Giorgio Moroder Is a 73-Year-Old EDM Badass
Giorgio Moroder is stressed.
Sitting at a cush booth at Spago in Beverly Hills, the Italian producer and two time Academy Award winner, trendy at the moment after his appearance on Daft Punk's recent album, just learned that his set at this weekend's Hard Day of the Dead will be 30 minutes longer than he anticipated.
He doesn't have enough material prepared.
He is freaking out.
At 73, Moroder will be the oldest person to ever play Hard.
He's been hitting the festival circuit lately, playing gigs in Japan, Sweden, Mexico, Brazil and Amsterdam and keeping the same pace as artists young enough to be his grandchildren.
He admits this jetset lifestyle is tiring, but the thrill of tens of thousands of people responding to the music he plays? That makes him smile.
Maybe you don't know Moroder beyond his cameo on Random Access Memories, "Giorgio By Moroder," but the man is one of the architects of EDM. He's been called the father of disco and is known for producing many of the hits by '70s dance queen Donna Summer, with whom he was close friends. That astral synth on Summer's "I Feel Love"? Classic Moroder. Or perhaps you've heard "Call Me" by Blondie? That's him too. "What a Feeling", from Flashdance snagged him one of the Oscars. He also wrote the theme song for the 1984 Olympic Games in L.A. and "The Neverending Story" from the movie classic of the same name.
He perks up a bit when you mention this last song. "I just took that out of the mix. Do you think I should put it back in?" Um, yes!
Hailing from northern Italy, Moroder is basically a G. He's tight with the manager here at Spago, has worked with Bowie, produced the soundtrack for Scarface and once designed a limited edition Italian supercar. He lives in L.A. with his wife. They like the weather here.
While he tried to be a singer early in his career, he found was better suited to composing. "Every singer wants to become Michael Jackson, and now I'm almost like Michael Jackson. The second I go out there, 30,000 people are shouting. Basically, as a DJ, I'm where I really wanted to be as a singer."
His current wave of popularity was sparked by the rumor that he was working with Daft Punk. "Everyone in the world was waiting to hear that album, so to be part of it," he says, "suddenly I was back in business."
As such, a bunch of new school artists appear on Love to Love You Donna, a recently-released album of remixes by DJs including Afrojack, Holy Ghost! and Chromeo. He says it was emotional, listening to the master tracks of these songs (which he had been storing in his laundry room), and hearing the voice of Summer, who passed away last year.
Giorgio Moroder at the Red Bull Music Academy
Christelle de Castro / Red Bull Content Pool
Right now, Moroder is into Avicii, Calvin Harris, Deadmau5 and Skrillex. ("His music is very out there.")

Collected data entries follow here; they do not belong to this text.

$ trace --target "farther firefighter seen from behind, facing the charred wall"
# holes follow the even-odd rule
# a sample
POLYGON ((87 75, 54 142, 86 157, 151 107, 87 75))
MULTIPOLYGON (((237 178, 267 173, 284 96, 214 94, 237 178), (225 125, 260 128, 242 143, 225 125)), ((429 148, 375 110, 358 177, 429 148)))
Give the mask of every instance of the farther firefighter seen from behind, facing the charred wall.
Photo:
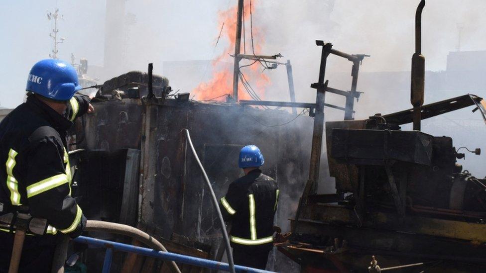
POLYGON ((264 163, 255 145, 243 147, 238 166, 244 176, 232 182, 221 198, 223 217, 230 231, 236 265, 265 269, 273 248, 273 217, 278 202, 278 185, 259 169, 264 163))

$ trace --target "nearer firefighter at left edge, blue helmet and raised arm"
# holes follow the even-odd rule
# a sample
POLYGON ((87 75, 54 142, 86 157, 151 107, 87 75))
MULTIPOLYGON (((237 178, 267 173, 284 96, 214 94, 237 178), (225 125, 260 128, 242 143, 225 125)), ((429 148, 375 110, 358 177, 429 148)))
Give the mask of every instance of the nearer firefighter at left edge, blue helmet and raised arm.
MULTIPOLYGON (((79 91, 69 63, 36 63, 27 79, 26 102, 0 123, 0 272, 10 263, 16 221, 27 215, 29 228, 20 272, 50 272, 60 234, 79 236, 86 218, 71 197, 67 130, 94 108, 79 91)), ((18 223, 18 222, 17 222, 18 223)))

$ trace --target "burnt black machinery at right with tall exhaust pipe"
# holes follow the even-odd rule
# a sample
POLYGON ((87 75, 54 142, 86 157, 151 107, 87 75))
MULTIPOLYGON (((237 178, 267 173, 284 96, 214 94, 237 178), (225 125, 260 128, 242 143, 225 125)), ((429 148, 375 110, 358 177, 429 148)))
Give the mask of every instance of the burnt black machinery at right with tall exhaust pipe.
POLYGON ((422 119, 470 106, 486 122, 486 103, 466 94, 423 105, 424 5, 422 0, 416 13, 413 108, 326 122, 336 193, 317 194, 310 179, 291 220, 290 242, 279 245, 302 272, 486 270, 486 179, 456 163, 465 155, 452 138, 420 131, 422 119), (401 130, 412 122, 412 131, 401 130))

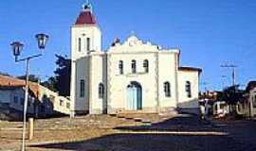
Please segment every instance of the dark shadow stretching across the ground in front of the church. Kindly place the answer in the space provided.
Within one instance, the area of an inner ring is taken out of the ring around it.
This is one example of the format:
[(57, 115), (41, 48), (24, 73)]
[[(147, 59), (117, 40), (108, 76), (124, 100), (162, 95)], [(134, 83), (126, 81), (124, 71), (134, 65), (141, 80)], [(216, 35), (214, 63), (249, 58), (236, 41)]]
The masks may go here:
[[(117, 127), (116, 134), (73, 143), (50, 143), (30, 147), (77, 151), (244, 151), (243, 143), (237, 143), (225, 135), (176, 135), (170, 131), (212, 130), (210, 125), (197, 117), (176, 117), (152, 126)], [(84, 129), (86, 130), (86, 129)], [(128, 131), (134, 131), (129, 133)], [(154, 130), (161, 133), (137, 133), (137, 130)], [(126, 132), (125, 132), (126, 131)]]

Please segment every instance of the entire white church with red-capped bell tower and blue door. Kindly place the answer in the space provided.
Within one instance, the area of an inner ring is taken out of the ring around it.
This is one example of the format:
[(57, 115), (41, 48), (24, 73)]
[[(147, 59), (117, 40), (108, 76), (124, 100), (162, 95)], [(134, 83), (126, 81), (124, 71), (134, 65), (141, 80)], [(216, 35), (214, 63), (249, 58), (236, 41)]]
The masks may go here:
[(201, 69), (179, 66), (179, 49), (136, 36), (101, 50), (90, 5), (71, 27), (71, 112), (103, 114), (198, 109)]

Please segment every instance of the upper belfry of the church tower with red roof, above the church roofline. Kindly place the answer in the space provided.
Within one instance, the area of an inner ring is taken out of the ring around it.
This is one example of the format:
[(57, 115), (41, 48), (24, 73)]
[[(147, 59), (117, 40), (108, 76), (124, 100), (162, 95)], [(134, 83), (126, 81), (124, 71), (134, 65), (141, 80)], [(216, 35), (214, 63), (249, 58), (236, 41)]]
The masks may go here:
[(71, 58), (81, 59), (93, 52), (101, 52), (101, 29), (97, 25), (92, 5), (82, 5), (82, 11), (71, 27)]

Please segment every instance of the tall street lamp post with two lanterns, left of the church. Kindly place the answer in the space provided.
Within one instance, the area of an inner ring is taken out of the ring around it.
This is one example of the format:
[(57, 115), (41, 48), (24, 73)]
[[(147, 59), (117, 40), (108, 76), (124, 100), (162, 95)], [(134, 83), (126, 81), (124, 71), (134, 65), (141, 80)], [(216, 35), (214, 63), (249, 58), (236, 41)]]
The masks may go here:
[(25, 102), (24, 102), (24, 114), (23, 114), (23, 133), (22, 133), (22, 151), (25, 151), (26, 148), (26, 119), (27, 119), (27, 102), (28, 102), (28, 76), (29, 76), (29, 60), (43, 56), (43, 50), (46, 48), (46, 42), (48, 36), (46, 34), (37, 34), (36, 36), (38, 47), (41, 50), (40, 54), (29, 56), (27, 58), (18, 59), (21, 55), (21, 51), (24, 47), (24, 44), (21, 42), (12, 42), (10, 45), (12, 47), (13, 55), (15, 57), (15, 62), (26, 61), (26, 91), (25, 91)]

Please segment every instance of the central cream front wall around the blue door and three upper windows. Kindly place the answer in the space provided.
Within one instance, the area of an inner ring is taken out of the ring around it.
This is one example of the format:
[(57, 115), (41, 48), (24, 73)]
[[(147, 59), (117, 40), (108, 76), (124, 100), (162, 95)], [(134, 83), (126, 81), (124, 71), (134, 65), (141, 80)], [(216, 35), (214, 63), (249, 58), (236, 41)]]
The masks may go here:
[[(155, 112), (157, 100), (156, 53), (124, 53), (108, 55), (108, 113), (127, 107), (127, 86), (131, 81), (142, 87), (142, 110)], [(132, 59), (137, 61), (137, 74), (132, 74)], [(144, 72), (143, 60), (149, 60), (149, 73)], [(119, 60), (123, 61), (123, 75), (119, 74)]]

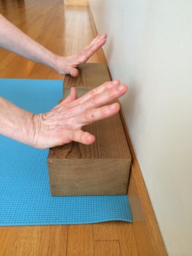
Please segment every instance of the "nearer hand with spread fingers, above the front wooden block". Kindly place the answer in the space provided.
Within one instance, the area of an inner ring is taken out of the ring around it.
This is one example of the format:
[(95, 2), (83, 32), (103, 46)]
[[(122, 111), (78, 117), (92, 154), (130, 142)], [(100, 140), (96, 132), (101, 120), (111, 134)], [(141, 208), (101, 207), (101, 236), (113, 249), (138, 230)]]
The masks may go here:
[(110, 81), (91, 90), (77, 99), (76, 88), (70, 95), (48, 113), (33, 115), (29, 134), (33, 135), (36, 148), (56, 147), (77, 141), (90, 145), (95, 136), (81, 130), (83, 125), (115, 115), (119, 104), (104, 106), (127, 92), (127, 86), (120, 81)]

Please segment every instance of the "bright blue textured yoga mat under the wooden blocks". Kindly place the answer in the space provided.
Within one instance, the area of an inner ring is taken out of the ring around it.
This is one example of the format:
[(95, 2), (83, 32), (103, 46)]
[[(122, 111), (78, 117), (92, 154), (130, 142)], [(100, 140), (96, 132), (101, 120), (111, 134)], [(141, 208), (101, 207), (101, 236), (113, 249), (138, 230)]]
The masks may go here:
[[(0, 95), (33, 113), (49, 111), (63, 81), (0, 79)], [(132, 221), (127, 196), (52, 197), (48, 150), (0, 135), (0, 225), (65, 225)]]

"I don't know how it happened," he says of being on lineups alongside these guys. "I kept asking Gary Richards when he booked me, do you think I'll be able to fill the tent?" He gets a bit nervous when you tell him that he and Deadmau5 have the same set time at Day of the Dead.
Some may consider him a curiosity act, and Moroder admits he isn't super dexterous with technology or as good at reading the audience as a guy like Tiësto, but the fact is he has more dance hits in his back pocket than most guys in the Beatport top ten.
Realistically though, Moroder is an older man who can't tour like Steve Aoki. His dream is to do a theatrical Vegas show incorporating his hits. "I could just take the elevator down from my room and play," he says, pondering how much money he could make on such an endeavor. He seems encouraged when you tell him that that seems like a reasonable possibility.
Giorgio Moroder plays Hard's Day of the Dead this Sunday, November 3.